Chiang Chih-chung

Personal information
- Born: 20 February 1980 (age 46) Kaohsiung, Taiwan

Sport
- Sport: Paralympic athletics
- Disability class: F13
- Event: Javelin throw

Medal record
Track and field
Paralympic Games
| Gold medal – first place | 2000 Sydney | Men's javelin F13 |
| Gold medal – first place | 2004 Athens | Men's javelin F13 |
World Para Athletics Championships
| Gold medal – first place | 2002 Lille | Javelin throw F13 |
| Gold medal – first place | 2013 Lyon | Javelin throw F12/13 |
Asian Para Games
| Silver medal – second place | 2010 Guangzhou | Javelin throw F13 |
| Bronze medal – third place | 2014 Incheon | Discus throw F12 |

= Chiang Chih-chung =

Taiwanese Paralympic athlete

Chiang Chih-chung (江志忠 (Jiāng Zhìzhōng)) is a Taiwanese javelin thrower. He is Chinese Taipei's most successful representative at the Paralympic Games, having won two gold medals, in 2000 and 2004. He competes in the F13 category for athletes with visual disabilities. He set a world record at the Sydney Games with a throw of 57.28 metres, before setting a new world record in Athens with a throw of 59.38 metres.

At the International Blind Sports Federation World Championships and Games in Brazil in 2007, Chiang won a gold medal in the javelin, silver in the discus and bronze in shot put. As of January 2008, he had won seven gold medals in international competitions.

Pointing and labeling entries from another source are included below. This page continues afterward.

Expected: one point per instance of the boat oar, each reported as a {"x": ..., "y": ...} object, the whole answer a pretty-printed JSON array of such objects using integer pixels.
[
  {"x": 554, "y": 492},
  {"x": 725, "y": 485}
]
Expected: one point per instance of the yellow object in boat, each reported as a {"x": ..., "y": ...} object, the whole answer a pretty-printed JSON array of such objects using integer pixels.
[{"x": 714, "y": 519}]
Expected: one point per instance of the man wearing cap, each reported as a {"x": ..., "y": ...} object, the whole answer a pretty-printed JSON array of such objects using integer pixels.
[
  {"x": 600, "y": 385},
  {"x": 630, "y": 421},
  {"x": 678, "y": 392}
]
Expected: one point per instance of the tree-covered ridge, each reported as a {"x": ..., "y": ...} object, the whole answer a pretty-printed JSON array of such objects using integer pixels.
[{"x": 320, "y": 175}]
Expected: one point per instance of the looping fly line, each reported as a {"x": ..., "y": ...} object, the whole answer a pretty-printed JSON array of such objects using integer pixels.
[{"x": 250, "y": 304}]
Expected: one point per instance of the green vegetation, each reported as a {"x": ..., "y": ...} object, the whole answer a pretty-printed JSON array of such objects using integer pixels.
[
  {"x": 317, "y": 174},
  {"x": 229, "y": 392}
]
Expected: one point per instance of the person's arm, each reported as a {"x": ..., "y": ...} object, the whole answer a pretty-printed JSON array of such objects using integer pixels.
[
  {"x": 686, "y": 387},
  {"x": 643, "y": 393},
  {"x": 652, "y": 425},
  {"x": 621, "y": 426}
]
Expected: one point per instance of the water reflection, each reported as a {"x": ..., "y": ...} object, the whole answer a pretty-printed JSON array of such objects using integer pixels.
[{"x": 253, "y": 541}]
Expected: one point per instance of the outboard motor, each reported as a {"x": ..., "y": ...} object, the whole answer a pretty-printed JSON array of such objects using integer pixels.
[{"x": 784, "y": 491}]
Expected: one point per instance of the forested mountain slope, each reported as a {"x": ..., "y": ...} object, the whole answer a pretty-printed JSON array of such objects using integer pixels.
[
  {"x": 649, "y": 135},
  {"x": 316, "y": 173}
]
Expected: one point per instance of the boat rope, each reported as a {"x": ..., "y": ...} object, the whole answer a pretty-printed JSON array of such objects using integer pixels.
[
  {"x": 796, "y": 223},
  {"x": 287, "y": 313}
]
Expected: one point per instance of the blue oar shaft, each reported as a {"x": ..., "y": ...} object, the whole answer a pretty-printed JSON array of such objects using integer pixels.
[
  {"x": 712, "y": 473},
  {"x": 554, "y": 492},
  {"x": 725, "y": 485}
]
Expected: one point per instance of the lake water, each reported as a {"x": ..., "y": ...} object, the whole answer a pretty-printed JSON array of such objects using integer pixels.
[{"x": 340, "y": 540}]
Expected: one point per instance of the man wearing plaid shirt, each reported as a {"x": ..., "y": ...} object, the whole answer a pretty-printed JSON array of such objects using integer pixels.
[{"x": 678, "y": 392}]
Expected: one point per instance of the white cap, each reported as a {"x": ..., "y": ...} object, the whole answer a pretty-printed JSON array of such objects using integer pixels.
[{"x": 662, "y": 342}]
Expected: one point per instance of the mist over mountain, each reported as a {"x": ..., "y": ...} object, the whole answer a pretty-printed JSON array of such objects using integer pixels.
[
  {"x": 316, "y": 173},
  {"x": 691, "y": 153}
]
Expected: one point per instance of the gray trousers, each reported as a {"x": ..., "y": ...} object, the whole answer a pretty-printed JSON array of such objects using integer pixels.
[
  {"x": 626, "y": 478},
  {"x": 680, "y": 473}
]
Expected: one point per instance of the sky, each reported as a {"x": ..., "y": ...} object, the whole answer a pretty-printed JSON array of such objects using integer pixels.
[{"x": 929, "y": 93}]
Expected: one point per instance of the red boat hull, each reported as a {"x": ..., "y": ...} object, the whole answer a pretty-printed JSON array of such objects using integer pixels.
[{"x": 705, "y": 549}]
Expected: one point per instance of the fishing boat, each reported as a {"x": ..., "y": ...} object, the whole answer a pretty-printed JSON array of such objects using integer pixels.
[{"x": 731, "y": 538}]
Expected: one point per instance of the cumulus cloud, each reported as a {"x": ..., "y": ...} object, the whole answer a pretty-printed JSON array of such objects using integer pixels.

In 2004, Chiang was awarded the Order of Brilliant Star with Cravat in recognition of his Paralympic performances.

He was due to represent Chinese Taipei again at the 2008 Summer Paralympics in Beijing, but was barred from attending by the International Paralympic Committee. The Taipei Times reported that no reason was given for the ban, even after the Chinese Taipei Paralympic Committee had requested an explanation from the IPC. A representative of the CTPC stated that the People's Republic of China may have "interfered for political reasons" to prevent Chiang from participating in the Games. The Taipei Times article was subsequently reproduced on the Taiwanese government's website.

Chiang is an Aboriginal Taiwanese, of the Bunun people, and originates from Kaohsiung County. He developed a severe visual impairment after getting cement residue and sweat in his eyes while working on a construction site. He was subsequently diagnosed with near-total vision loss.